He was fighting for Nicaragua so the country could be free, he told her. Lopez, 20, said he’d be home soon, when the protests were over.

Days later, Lopez was dead, killed during a 15-hour siege at the National Autonomous University of Nicaragua (UNAN). He was a student in technical construction.

Lopez and one other young man, Francisco Jose Flores, died in the July 14 siege. As many as 450 people have been killed since anti-government protests began in April, according to a recent tally by a human rights group.

The long, violent siege at UNAN was part of an ongoing rebellion by Nicaraguans against their government. Thousands, many of them students, have poured into the streets to call for the resignation of President Daniel Ortega and his wife, Vice President Rosario Murillo.

Student rebels at UNAN had occupied the school for two months when paramilitaries loyal to the government attacked. During the standoff, Lopez was shot and killed.

The protests have widened into countrywide revolt against Ortega, who took office in 2007.

Juan Carlos, a photographer documenting the uprising in Nicaragua, was on assignment for The Washington Post the weekend the university came under fire. “The mood is this thing is going to go on to [become] a civil war,” Carlos said.

The photographer met one injured student protester who goes by the pseudonym “El Viejo.” He was hiding in a barricade when the university came under attack.

Bullets exploded around El Viejo, hitting a wall and blowing shrapnel at his face.
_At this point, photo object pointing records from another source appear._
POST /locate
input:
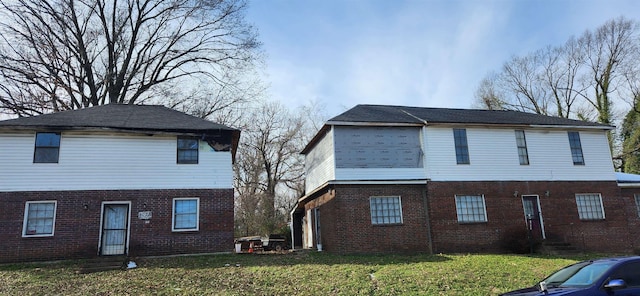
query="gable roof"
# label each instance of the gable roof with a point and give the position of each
(118, 116)
(421, 115)
(363, 115)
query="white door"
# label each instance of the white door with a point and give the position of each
(115, 223)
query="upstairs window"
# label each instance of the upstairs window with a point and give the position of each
(47, 148)
(39, 218)
(521, 143)
(576, 148)
(590, 206)
(462, 149)
(471, 208)
(187, 150)
(385, 210)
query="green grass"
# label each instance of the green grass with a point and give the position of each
(299, 273)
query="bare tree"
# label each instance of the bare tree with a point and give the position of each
(270, 169)
(70, 54)
(488, 95)
(607, 50)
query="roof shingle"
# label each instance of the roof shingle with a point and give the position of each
(420, 115)
(116, 116)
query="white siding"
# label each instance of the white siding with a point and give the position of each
(494, 157)
(320, 163)
(103, 162)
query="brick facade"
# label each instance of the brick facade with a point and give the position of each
(346, 221)
(77, 229)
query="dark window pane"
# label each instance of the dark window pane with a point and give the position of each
(576, 148)
(47, 148)
(462, 149)
(47, 140)
(187, 150)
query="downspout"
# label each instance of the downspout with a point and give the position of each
(425, 205)
(293, 242)
(425, 194)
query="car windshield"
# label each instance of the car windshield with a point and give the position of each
(578, 275)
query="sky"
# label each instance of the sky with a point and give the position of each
(426, 53)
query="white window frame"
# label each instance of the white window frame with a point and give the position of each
(521, 145)
(375, 219)
(26, 218)
(582, 214)
(173, 214)
(468, 218)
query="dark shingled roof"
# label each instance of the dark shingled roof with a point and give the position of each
(119, 117)
(420, 115)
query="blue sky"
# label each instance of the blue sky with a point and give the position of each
(430, 53)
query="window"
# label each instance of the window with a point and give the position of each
(590, 206)
(462, 149)
(521, 143)
(47, 148)
(385, 210)
(185, 214)
(576, 148)
(187, 150)
(471, 208)
(39, 218)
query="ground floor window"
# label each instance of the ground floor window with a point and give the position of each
(39, 218)
(471, 208)
(385, 210)
(185, 214)
(590, 206)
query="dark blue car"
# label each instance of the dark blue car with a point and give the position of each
(610, 276)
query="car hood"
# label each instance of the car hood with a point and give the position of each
(533, 291)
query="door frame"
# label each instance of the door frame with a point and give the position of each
(537, 204)
(101, 226)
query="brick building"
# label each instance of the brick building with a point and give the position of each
(115, 180)
(384, 179)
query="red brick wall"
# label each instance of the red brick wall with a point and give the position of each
(346, 220)
(77, 230)
(634, 220)
(505, 211)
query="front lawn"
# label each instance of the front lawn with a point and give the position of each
(299, 273)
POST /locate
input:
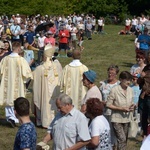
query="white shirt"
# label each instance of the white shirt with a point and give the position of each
(100, 127)
(41, 41)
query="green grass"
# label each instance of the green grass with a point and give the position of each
(99, 53)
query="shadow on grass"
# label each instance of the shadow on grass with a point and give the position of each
(126, 64)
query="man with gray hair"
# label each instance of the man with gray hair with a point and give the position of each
(69, 129)
(71, 80)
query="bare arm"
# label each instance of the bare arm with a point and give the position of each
(125, 109)
(78, 145)
(94, 142)
(47, 138)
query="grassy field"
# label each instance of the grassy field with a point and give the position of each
(99, 53)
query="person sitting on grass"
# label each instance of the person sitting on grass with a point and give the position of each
(26, 136)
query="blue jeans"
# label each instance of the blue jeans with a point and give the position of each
(145, 113)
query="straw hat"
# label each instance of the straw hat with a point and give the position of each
(49, 50)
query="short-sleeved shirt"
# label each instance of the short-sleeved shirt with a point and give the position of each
(144, 45)
(28, 55)
(67, 130)
(119, 99)
(15, 29)
(100, 127)
(29, 37)
(137, 92)
(93, 92)
(26, 137)
(105, 89)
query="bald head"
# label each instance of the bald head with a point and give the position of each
(76, 54)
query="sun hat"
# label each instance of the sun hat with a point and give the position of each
(135, 75)
(2, 46)
(90, 75)
(49, 50)
(50, 32)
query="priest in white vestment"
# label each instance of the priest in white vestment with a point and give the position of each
(14, 71)
(71, 81)
(46, 88)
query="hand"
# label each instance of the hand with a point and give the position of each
(131, 108)
(126, 109)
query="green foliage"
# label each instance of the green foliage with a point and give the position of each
(64, 7)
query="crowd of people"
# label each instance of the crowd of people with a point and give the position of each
(66, 101)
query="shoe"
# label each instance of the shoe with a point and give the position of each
(12, 123)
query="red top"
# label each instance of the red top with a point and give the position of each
(50, 40)
(63, 36)
(53, 30)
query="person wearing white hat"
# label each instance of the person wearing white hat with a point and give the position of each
(71, 79)
(46, 88)
(14, 71)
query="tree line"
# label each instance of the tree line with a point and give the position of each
(65, 7)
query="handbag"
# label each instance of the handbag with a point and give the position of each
(133, 128)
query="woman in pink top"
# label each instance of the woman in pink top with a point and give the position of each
(49, 39)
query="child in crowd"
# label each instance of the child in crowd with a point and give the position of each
(137, 92)
(29, 55)
(81, 38)
(26, 135)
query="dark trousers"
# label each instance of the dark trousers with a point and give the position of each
(145, 113)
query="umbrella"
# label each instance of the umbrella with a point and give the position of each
(43, 26)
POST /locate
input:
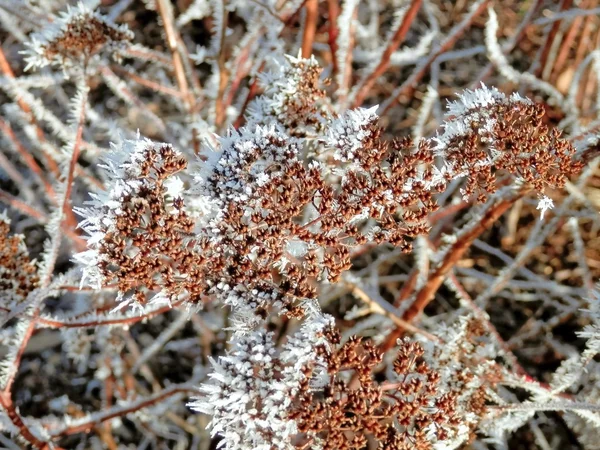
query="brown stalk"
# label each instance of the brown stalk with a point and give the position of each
(8, 72)
(436, 278)
(147, 83)
(333, 9)
(566, 45)
(166, 13)
(545, 53)
(27, 158)
(310, 26)
(384, 63)
(409, 86)
(107, 415)
(50, 323)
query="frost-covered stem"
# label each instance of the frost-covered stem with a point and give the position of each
(580, 252)
(98, 322)
(545, 53)
(161, 340)
(251, 94)
(242, 67)
(553, 406)
(345, 42)
(222, 59)
(67, 210)
(384, 62)
(15, 418)
(80, 426)
(487, 70)
(147, 83)
(453, 255)
(421, 70)
(385, 309)
(333, 9)
(8, 72)
(166, 12)
(457, 250)
(27, 158)
(510, 73)
(45, 276)
(483, 317)
(23, 207)
(310, 26)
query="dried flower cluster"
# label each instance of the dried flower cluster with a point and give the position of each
(18, 274)
(489, 133)
(75, 37)
(191, 213)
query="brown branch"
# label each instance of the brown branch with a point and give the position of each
(310, 25)
(545, 53)
(384, 62)
(453, 255)
(122, 411)
(166, 13)
(420, 71)
(333, 9)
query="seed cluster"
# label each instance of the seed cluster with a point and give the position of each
(505, 135)
(18, 275)
(352, 411)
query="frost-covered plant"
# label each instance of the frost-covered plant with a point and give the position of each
(238, 248)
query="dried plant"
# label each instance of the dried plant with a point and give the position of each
(209, 243)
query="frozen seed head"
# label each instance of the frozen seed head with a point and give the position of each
(74, 37)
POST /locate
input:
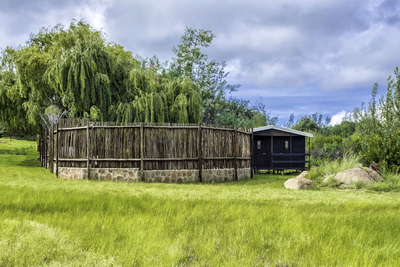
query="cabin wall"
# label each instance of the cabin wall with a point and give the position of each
(284, 146)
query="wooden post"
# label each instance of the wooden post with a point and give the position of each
(142, 150)
(57, 147)
(45, 149)
(200, 152)
(252, 154)
(291, 152)
(272, 152)
(41, 148)
(88, 151)
(52, 149)
(234, 152)
(309, 153)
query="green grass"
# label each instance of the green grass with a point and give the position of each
(55, 222)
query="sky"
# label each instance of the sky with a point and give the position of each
(298, 56)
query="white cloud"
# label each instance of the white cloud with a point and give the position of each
(338, 117)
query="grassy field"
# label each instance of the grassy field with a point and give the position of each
(55, 222)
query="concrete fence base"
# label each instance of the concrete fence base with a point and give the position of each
(157, 176)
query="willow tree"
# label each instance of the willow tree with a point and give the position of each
(152, 97)
(75, 69)
(12, 113)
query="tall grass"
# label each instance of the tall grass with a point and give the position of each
(54, 222)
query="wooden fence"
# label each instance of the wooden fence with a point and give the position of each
(85, 144)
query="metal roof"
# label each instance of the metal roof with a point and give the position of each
(283, 129)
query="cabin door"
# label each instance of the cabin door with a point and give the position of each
(262, 152)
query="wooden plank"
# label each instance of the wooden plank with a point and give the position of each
(289, 161)
(88, 151)
(72, 160)
(220, 129)
(234, 152)
(272, 151)
(170, 159)
(73, 128)
(252, 153)
(45, 149)
(171, 127)
(291, 150)
(200, 152)
(142, 149)
(51, 158)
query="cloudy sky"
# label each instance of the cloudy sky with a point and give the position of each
(300, 56)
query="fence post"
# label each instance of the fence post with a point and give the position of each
(45, 149)
(51, 154)
(57, 149)
(252, 153)
(142, 150)
(234, 152)
(88, 151)
(200, 152)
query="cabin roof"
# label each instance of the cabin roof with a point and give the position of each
(283, 129)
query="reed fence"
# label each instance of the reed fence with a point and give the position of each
(84, 144)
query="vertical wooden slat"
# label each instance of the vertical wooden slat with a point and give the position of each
(45, 149)
(52, 149)
(272, 152)
(142, 150)
(200, 152)
(252, 153)
(234, 152)
(87, 151)
(291, 152)
(309, 154)
(57, 149)
(42, 148)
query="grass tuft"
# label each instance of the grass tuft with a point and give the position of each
(45, 221)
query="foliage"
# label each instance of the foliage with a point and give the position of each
(76, 71)
(210, 77)
(380, 125)
(56, 222)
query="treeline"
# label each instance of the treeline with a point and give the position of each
(75, 72)
(371, 131)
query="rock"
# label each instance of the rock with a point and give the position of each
(303, 174)
(354, 175)
(374, 174)
(298, 183)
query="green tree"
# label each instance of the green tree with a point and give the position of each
(209, 76)
(76, 70)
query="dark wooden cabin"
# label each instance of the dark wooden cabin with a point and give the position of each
(279, 148)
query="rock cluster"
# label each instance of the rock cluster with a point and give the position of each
(354, 175)
(299, 182)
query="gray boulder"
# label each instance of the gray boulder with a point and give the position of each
(354, 175)
(299, 183)
(303, 174)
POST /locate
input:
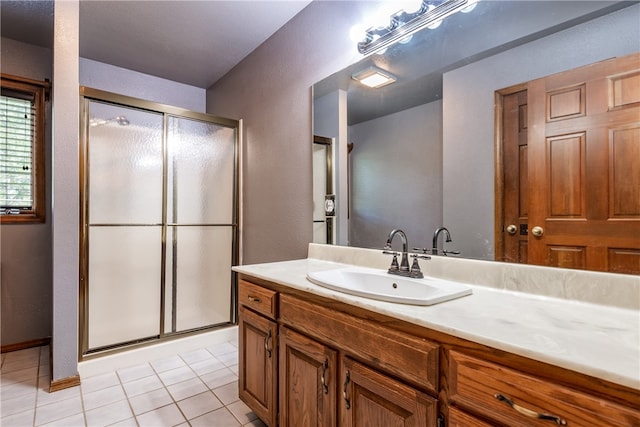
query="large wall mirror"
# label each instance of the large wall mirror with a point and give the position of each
(419, 154)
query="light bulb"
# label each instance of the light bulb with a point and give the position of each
(472, 5)
(357, 33)
(435, 24)
(410, 6)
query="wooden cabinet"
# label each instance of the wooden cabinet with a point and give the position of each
(370, 398)
(513, 398)
(338, 365)
(308, 373)
(257, 357)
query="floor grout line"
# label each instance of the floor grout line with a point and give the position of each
(225, 359)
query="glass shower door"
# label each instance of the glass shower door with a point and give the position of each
(159, 222)
(124, 220)
(200, 224)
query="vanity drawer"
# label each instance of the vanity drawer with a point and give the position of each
(257, 298)
(491, 390)
(410, 358)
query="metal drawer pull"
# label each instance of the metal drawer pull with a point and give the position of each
(529, 413)
(267, 344)
(347, 403)
(325, 386)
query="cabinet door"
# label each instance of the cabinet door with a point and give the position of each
(307, 382)
(370, 398)
(258, 357)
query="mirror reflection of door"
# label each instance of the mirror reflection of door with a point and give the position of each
(580, 201)
(322, 190)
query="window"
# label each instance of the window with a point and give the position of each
(22, 170)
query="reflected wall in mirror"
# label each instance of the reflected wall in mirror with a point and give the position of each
(423, 147)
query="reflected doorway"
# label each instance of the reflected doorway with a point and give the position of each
(323, 195)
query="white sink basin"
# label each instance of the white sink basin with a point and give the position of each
(380, 285)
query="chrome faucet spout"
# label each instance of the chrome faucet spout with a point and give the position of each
(404, 262)
(436, 234)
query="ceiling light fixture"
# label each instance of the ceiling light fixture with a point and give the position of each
(403, 24)
(374, 78)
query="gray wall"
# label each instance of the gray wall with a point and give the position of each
(469, 100)
(396, 177)
(271, 91)
(314, 44)
(25, 249)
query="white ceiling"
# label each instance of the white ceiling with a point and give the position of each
(192, 42)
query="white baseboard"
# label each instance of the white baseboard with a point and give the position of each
(113, 362)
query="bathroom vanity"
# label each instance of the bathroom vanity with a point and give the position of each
(315, 356)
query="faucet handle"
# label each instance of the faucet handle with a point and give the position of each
(415, 266)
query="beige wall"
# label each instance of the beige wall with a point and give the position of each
(271, 91)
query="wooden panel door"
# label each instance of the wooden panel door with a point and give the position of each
(307, 382)
(257, 385)
(584, 167)
(370, 398)
(512, 240)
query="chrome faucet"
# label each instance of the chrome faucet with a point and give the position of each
(403, 269)
(436, 234)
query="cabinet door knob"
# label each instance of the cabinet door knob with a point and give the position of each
(323, 379)
(537, 231)
(267, 344)
(347, 402)
(529, 413)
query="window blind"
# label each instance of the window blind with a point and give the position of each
(17, 134)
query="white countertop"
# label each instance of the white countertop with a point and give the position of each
(597, 340)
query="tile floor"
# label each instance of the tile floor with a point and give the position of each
(198, 388)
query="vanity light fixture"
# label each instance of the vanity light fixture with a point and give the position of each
(374, 77)
(404, 24)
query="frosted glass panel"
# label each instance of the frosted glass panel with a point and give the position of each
(203, 273)
(201, 172)
(125, 165)
(124, 284)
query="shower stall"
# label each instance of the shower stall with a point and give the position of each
(159, 222)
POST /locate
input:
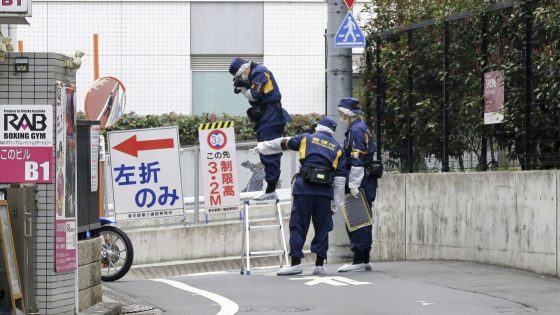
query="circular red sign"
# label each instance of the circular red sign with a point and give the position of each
(216, 139)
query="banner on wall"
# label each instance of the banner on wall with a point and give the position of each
(65, 179)
(26, 143)
(493, 97)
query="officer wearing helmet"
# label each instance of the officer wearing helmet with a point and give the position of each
(359, 149)
(256, 83)
(318, 190)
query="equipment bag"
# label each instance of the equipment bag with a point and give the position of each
(255, 112)
(374, 169)
(318, 176)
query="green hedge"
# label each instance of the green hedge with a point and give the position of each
(188, 124)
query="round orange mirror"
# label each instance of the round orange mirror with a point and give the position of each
(105, 101)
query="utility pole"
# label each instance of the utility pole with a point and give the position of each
(339, 64)
(339, 85)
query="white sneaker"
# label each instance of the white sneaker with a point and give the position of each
(319, 270)
(357, 267)
(289, 271)
(267, 196)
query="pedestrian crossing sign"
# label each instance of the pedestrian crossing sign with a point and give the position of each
(349, 34)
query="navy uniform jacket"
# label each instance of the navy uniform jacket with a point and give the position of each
(318, 149)
(265, 91)
(359, 148)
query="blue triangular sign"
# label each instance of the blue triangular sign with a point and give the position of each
(349, 33)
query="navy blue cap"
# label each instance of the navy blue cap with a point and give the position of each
(236, 64)
(328, 122)
(351, 104)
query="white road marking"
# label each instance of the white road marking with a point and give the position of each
(334, 281)
(227, 306)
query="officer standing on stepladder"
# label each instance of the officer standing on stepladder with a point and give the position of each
(322, 168)
(256, 83)
(359, 149)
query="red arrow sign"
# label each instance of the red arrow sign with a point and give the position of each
(131, 146)
(349, 3)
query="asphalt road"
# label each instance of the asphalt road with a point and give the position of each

In addition to those killed in the protests since April, at least 2,800 have been injured, the Nicaraguan Association for Human Rights recently reported.

After the siege ended, Carlos attended wakes for Lopez and Flores. At Lopez's wake, his mother held up a piece of bloodied clothing and wept.

“It was very eerie,” Carlos said of the wake. “It was quiet — but quiet from sadness.”

There wasn’t much crying, Carlos said, “but you could feel that sadness.”

Lopez’s sister, Paola, stood by her older brother’s coffin, gently arranging bullet casings she had laid on top of it. Lopez’s mother, Susana, was in shock.

“[Susana] just kept saying, ‘This is my first son. ... I lost him.’”

“It’s always sad to be in these situations, kind of invading that very, very tragic moment,” Carlos said. “But there’s a need to show this type of moment to get people more connected to what’s going on.”